Arriva la proroga per le etichette 'trasparenti' sull'origine del grano per la pasta di semola di grano duro, sull'origine del riso, e sull'origine del pomodoro nei diversi prodotti sottoposti a trasformazione. In un momento di emergenza sanitaria per coronavirus ricordarsene potrebbe valere come un appello ai cittadini a stare ancora più attenti, e 'velatamente' a consumare prodotti made in Italy.

Il decreto interministeriale è stato firmato dalla ministra delle Politiche agricole Teresa Bellanova e dal ministro dello Sviluppo economico Stefano Patuanelli, e prolunga i provvedimenti nazionali in vigore oltre il primo aprile (data in cui entra in applicazione il regolamento europeo 775 del 2018). La proroga vale fino al 31 dicembre 2021. Le indicazioni sull'origine devono essere messe sull'etichetta in un punto evidente e nello stesso campo visivo, così da essere facilmente riconoscibili, chiaramente leggibili e soprattutto indelebili.

Ma in sostanza cosa viene disposto dal decreto?

Per il grano, quindi per la pasta, prevede che le confezioni di quella secca prodotte in Italia debbano continuare ad avere obbligatoriamente indicate in etichetta alcune determinate diciture come il paese di coltivazione del grano, il paese in cui il grano è stato macinato. Se queste fasi avvengono nel territorio di più paesi possono essere utilizzate, a seconda della provenienza, le diciture 'paesi Ue, paesi non Ue, paesi Ue e non Ue'; se il grano duro è coltivato almeno per il 50% in un solo paese, come per esempio l'Italia, si potrà usare la dicitura 'Italia e altri paesi Ue e non Ue'.

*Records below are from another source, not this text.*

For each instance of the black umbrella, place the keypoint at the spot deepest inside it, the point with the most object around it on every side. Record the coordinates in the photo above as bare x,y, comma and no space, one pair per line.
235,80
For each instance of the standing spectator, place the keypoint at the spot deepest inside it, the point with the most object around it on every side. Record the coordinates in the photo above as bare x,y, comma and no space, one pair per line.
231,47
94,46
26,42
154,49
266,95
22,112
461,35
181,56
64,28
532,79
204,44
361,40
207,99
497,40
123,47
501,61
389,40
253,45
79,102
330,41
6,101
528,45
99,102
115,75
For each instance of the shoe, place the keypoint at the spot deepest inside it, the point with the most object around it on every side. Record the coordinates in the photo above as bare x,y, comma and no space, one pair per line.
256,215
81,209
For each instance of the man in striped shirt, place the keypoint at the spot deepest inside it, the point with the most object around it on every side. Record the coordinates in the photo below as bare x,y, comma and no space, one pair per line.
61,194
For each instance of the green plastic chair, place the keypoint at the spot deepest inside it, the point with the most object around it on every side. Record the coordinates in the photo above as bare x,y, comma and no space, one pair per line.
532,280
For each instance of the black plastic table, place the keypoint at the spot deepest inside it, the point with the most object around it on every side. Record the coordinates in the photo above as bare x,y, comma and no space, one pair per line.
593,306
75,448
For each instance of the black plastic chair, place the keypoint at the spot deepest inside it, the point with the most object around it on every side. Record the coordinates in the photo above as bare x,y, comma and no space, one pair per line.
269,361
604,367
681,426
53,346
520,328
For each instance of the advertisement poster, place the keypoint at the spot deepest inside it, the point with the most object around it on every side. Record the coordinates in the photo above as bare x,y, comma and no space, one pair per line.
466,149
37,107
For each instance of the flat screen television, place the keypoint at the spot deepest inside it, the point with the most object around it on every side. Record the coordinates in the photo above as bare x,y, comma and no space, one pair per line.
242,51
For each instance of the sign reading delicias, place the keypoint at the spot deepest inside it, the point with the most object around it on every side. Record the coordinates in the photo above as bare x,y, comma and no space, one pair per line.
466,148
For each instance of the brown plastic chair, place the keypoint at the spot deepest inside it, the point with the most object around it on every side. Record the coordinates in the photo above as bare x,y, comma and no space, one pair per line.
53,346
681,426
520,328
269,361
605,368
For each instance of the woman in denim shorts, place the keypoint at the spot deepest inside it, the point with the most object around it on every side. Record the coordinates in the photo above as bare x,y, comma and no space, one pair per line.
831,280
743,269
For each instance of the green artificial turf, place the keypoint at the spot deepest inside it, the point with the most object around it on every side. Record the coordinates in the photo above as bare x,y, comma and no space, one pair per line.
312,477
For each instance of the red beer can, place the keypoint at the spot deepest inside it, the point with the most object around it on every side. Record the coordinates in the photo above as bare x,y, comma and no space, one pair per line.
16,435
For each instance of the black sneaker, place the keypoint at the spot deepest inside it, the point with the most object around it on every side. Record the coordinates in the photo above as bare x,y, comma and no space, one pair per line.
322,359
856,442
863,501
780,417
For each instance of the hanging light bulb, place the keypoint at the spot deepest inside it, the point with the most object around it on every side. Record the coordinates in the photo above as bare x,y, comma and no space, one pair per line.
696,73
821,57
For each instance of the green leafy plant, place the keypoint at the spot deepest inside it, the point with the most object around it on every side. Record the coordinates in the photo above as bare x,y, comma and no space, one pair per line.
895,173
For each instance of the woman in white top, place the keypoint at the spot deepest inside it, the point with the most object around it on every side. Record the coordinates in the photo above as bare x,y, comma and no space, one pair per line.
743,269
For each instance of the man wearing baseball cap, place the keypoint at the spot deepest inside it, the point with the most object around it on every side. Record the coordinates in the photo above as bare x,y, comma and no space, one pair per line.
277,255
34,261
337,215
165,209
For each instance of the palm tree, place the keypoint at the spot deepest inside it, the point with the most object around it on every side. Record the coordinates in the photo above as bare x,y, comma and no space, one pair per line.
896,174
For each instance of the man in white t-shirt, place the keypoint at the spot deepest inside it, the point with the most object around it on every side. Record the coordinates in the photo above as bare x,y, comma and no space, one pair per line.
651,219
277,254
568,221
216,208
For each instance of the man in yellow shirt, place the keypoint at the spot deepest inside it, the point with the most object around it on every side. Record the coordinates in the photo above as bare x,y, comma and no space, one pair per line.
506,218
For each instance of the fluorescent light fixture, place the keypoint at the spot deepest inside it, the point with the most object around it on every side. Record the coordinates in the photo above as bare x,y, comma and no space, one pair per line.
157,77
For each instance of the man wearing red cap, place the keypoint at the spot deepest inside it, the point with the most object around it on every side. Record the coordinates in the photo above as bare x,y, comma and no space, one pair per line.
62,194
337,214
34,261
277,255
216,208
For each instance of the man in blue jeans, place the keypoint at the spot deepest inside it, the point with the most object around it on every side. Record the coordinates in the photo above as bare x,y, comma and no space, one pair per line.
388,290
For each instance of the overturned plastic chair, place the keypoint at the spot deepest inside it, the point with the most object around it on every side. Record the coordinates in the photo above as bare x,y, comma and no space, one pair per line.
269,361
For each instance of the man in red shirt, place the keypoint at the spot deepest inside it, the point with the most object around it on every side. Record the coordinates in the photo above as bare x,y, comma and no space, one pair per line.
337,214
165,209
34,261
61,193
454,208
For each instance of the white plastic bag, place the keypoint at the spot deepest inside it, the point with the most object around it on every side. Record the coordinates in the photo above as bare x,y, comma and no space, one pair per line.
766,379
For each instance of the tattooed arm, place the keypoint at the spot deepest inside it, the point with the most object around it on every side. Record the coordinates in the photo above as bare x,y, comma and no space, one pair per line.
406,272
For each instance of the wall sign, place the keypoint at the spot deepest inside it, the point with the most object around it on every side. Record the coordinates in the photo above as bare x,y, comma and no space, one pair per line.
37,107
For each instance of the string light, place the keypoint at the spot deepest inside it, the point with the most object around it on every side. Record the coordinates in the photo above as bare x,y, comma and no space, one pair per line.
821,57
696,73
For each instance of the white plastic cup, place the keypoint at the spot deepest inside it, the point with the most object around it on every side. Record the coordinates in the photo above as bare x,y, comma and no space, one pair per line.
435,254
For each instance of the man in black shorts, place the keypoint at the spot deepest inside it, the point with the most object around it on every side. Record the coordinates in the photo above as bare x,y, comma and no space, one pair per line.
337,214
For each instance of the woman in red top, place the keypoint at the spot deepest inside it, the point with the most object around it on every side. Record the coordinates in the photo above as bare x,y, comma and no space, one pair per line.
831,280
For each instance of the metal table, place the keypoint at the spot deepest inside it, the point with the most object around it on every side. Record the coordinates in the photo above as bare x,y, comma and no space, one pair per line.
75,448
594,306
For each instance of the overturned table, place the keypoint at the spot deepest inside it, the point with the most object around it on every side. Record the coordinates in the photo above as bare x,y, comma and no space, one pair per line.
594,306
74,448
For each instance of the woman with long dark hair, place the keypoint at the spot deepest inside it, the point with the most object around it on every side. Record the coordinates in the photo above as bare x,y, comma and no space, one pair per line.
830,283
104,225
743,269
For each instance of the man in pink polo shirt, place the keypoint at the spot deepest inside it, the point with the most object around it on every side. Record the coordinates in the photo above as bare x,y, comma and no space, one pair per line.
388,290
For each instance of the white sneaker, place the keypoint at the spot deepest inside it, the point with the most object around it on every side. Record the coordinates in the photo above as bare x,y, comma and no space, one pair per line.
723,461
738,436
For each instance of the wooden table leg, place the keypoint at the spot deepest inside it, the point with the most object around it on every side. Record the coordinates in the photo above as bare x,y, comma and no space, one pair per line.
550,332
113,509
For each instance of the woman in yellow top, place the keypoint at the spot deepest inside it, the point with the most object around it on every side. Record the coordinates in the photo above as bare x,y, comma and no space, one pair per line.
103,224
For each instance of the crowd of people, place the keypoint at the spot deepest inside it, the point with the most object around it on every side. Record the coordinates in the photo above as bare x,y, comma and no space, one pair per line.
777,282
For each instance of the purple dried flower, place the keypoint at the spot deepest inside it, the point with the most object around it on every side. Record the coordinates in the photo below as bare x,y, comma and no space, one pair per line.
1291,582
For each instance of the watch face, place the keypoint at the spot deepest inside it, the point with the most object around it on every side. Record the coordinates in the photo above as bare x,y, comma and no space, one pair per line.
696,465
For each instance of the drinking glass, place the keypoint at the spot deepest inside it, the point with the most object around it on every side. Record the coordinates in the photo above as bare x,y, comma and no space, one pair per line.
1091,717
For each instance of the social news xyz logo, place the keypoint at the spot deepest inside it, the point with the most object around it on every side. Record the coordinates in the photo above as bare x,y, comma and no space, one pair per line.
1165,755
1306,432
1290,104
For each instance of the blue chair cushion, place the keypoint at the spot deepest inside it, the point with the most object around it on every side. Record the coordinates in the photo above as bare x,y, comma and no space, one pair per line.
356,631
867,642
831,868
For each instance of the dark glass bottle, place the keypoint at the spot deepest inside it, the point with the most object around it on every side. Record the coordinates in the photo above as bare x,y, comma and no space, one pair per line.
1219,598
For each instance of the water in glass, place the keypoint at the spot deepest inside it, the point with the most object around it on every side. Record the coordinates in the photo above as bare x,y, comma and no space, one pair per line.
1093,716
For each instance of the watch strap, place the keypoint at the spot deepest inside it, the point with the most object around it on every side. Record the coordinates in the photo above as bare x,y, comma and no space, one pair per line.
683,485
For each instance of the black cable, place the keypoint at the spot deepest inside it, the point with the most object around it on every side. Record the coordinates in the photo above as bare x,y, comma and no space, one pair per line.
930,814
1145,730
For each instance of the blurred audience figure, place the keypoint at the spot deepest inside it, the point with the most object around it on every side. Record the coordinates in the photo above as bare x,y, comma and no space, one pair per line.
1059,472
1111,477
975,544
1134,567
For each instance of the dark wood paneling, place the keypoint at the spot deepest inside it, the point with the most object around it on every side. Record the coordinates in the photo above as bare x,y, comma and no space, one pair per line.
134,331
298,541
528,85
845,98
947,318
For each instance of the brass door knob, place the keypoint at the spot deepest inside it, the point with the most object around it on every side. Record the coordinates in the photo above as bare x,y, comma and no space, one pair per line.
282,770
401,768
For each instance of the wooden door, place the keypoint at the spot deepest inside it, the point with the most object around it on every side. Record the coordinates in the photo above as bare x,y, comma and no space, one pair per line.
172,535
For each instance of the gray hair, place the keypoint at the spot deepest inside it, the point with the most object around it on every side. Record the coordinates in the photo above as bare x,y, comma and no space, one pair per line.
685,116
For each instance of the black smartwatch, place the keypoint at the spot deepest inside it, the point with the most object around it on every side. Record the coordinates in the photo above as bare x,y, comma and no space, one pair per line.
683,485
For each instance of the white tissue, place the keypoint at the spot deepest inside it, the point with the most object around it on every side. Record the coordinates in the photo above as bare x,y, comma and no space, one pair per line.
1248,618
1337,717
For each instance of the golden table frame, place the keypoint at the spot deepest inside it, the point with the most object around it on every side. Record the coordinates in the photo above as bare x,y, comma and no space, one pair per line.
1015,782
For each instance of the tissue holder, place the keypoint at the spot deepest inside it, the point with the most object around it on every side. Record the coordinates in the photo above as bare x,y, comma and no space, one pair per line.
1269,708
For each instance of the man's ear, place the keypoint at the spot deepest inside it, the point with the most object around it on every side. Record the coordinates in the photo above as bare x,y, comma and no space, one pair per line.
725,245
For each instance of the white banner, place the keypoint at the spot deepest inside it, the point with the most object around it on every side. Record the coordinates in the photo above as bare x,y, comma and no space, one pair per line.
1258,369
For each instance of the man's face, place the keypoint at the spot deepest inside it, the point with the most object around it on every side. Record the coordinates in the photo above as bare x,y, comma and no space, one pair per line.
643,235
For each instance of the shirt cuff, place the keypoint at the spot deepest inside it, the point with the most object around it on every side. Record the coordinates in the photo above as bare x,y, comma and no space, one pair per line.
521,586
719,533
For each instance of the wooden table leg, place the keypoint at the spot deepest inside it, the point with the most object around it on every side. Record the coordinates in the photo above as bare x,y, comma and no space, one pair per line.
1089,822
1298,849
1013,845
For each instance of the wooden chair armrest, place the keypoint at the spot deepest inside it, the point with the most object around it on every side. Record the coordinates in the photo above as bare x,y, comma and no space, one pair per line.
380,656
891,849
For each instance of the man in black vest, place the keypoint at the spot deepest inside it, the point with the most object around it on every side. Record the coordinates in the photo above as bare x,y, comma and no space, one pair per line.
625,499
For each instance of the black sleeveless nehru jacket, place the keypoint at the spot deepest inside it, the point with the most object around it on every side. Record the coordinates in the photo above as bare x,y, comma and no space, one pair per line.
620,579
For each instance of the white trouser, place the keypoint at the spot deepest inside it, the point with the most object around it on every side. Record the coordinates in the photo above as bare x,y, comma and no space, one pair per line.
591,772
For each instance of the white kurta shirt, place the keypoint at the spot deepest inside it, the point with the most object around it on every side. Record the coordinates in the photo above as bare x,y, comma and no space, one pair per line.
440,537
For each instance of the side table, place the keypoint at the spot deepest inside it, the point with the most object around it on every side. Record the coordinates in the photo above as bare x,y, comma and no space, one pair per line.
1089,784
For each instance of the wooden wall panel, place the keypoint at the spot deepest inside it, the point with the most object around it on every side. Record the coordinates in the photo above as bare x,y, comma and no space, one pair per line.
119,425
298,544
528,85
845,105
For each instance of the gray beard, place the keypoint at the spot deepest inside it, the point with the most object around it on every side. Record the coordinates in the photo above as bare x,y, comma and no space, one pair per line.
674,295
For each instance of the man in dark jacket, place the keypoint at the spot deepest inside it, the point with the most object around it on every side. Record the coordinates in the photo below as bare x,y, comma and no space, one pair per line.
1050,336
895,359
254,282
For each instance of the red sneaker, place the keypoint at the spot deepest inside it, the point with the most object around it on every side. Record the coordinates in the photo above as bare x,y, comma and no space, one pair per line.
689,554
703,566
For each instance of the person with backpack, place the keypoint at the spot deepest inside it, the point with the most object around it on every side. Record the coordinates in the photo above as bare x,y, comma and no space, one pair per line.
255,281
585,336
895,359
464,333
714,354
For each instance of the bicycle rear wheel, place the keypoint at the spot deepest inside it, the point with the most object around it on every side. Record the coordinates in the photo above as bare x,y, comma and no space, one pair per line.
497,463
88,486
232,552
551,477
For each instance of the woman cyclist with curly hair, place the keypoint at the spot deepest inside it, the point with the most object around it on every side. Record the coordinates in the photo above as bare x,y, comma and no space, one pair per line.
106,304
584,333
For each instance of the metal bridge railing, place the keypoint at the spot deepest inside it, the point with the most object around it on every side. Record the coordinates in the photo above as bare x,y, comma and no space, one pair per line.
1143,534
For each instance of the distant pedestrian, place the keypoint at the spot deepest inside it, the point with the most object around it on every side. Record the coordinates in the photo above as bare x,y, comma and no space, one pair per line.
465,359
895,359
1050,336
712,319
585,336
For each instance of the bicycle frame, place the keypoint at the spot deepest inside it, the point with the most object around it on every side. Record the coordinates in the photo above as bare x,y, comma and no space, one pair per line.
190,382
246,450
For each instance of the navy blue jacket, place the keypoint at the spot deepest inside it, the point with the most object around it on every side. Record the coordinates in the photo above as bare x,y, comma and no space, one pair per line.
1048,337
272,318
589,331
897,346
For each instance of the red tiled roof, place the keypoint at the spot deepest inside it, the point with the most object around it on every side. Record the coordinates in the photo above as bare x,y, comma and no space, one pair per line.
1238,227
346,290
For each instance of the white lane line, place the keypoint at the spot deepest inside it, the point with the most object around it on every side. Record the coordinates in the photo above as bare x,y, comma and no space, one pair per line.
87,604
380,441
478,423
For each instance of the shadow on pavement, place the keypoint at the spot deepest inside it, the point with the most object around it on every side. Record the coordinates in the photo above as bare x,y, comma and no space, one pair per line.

Per il riso il provvedimento prevede che sull'etichetta ci debba continuare a essere indicato il 'paese di coltivazione del riso', il 'paese di lavorazione', il 'paese di confezionamento'. Se le tre fasi avvengono nello stesso paese è possibile utilizzare la dicitura 'Origine del riso: Italia'. Mentre, anche per il riso così come per la pasta, se queste fasi avvengono nel territorio di più paesi possono essere utilizzate, a seconda della provenienza, le diciture 'paesi Ue, paesi non Ue, paesi Ue e non Ue'.

Le confezioni di derivati del pomodoro, sughi e salse prodotte in Italia devono continuare ad avere obbligatoriamente indicate in etichetta le seguenti diciture: 'paese di coltivazione del pomodoro'; 'paese di trasformazione del pomodoro'. Se queste fasi avvengono nel territorio di più paesi possono essere utilizzate, a seconda della provenienza, sempre le diciture 'paesi Ue, paesi non Ue, paesi Ue e non Ue'. Se invece tutte le operazioni avvengono nel nostro paese si può utilizzare la dicitura 'Origine del pomodoro: Italia'.

"L'Italia - hanno osservato i ministri Bellanova e Patuanelli - si conferma all'avanguardia in Europa per la trasparenza delle informazioni al consumatore in etichetta. Non possiamo pensare a passi indietro su questa materia e per questo abbiamo deciso di andare avanti. Diamo certezze alle imprese di tre settori chiave per l'agroalimentare italiano".

Poi nelle parole dei ministri il richiamo internazionale: "Chiediamo anche all'Europa di fare scelte coraggiose nell'ambito del Green deal e della strategia 'Farm to Fork', introducendo a livello europeo l'obbligo di indicare l'origine per tutti gli alimenti". E naturalmente non poteva mancare il riferimento alla crisi della pandemia coronavirus: "Chiediamo ancora una volta alla Commissione di andare incontro anche alle richieste delle imprese, che oggi devono fronteggiare i danni da Covid-19, e di spostare di almeno un anno l'applicazione del regolamento 775. Una norma che non ci piace e alla quale oggi, con tante imprese che producono imballaggi chiuse in Europa, è difficile adeguarsi".